Code requirement issues are deeply embedded in the construction industry and a perpetual source of struggle. The intent behind using any material requirement is always the same: to create structures that are resilient, sturdy and safe. But the way we go about achieving those aims is the source of debate for a variety of reasons.

Jetmore

Arguments about prescriptive versus performance requirements for concrete, by far the most widely used construction material in the world, center on whether it’s best for specifications to delineate the composition of the concrete mix to be used or to delineate the performance characteristics and requirements.

There are valid arguments to be made for both sides and different motivations driving preference. Concrete has been around since the dawn of civilization, so there’s an incredible amount of institutional knowledge that can be leveraged for prescriptive specifications. Construction is also an industry that prizes stability and is, thus, resistant to change. For an infrastructure project such as a rural highway bridge, there’s probably little incentive to deviate from whatever specifications were used for similar bridges in the past—and those may be prescriptive in nature. If it worked before, the reasoning goes, it will work again.

Advocates of performance requirements will quickly note that prescriptions don’t necessarily serve the purpose for which they were created: chiefly, the performance of the concrete. Specified “recipes” are created to achieve certain material necessities such as strength per square inch (PSI) or permeability. But prescriptive specifications often outline the procedures and ingredients for what is desired, as opposed to specifying the actual desired result.

Concrete mixes with the same water-to-cementitious materials  ratio can result in vastly different strength PSI results, for example, so why specify the mix ratio instead of simply specifying the necessary strength? There’s a tail-wags-dog failure in practical application.

“The need for greater speed, efficiency and creativity under increasingly tighter constraints, such as with dense urban development projects, or emerging sustainability targets in cutting-edge design, can motivate specifiers to seek efficiencies.”

The concrete producer laments that if the desired result is not achieved, even if the prescriptive specification was employed, the producer is on the hook for the failure regardless—be it curling or shrinkage or suboptimal PSI. But there’s no space in the prescriptive model for the producer to apply expertise that will ensure delivery of the desired result.

Just because we are a slow-moving industry doesn’t mean we haven’t moved or changed. The gradual introduction of chemical admixtures to concrete formulations over the past half-century has certainly extended the performance properties of concrete products immensely.

But many existing prescriptive standards predate their introduction, so those capabilities may go unaccounted for in existing orthodoxies. Prescriptions make no allowance for innovation. In circumstances where new parameters provide incentive, prescriptive methodologies are more apt to be abandoned.

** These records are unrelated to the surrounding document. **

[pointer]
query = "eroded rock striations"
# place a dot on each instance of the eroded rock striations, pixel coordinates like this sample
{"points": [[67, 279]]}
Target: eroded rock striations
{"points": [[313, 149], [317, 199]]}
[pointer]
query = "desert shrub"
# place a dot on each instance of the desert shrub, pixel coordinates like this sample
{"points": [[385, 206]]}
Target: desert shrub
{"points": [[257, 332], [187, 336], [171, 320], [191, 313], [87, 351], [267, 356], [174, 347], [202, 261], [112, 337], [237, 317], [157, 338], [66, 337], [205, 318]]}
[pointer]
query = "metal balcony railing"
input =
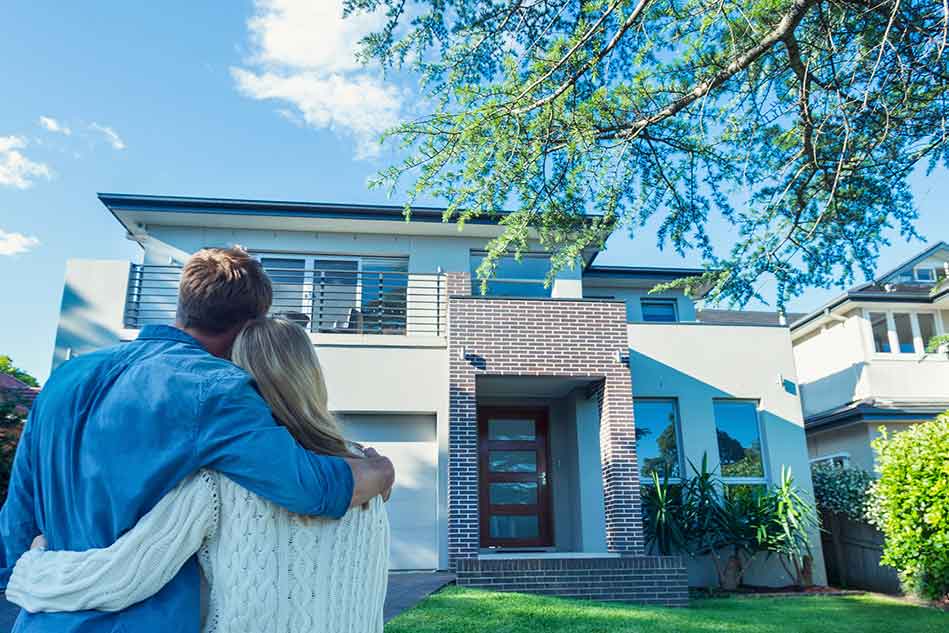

The need for greater speed, efficiency and creativity under increasingly tighter project constraints—such as on dense urban developments or emerging sustainability targets in cutting-edge design—can motivate specifiers to seek efficiencies. If a high-rise structure has to be completed in a matter of months instead of years, you’re less apt to rely on a known model that takes years to deploy.

If you’re aiming to reduce the carbon footprint of your city or your housing development, you’ll be more open to embracing the use of CO2 mineralized concrete in your specifications. But the technology for creating that concrete did not even exist 20 years ago, so it can’t be used by following past prescriptions. How we specify materials has to make room for what we are still learning if we hope to enable the future that we want.

Embracing performance doesn’t mean abandoning collective knowledge. That still requires clearly defined functional requirements, quality control and testing and precertification to ensure that performance criteria are met or exceeded. But specifying performance also makes room for addressing new circumstances or introducing better methodologies. It opens the door to possibility— and that’s how we evolve.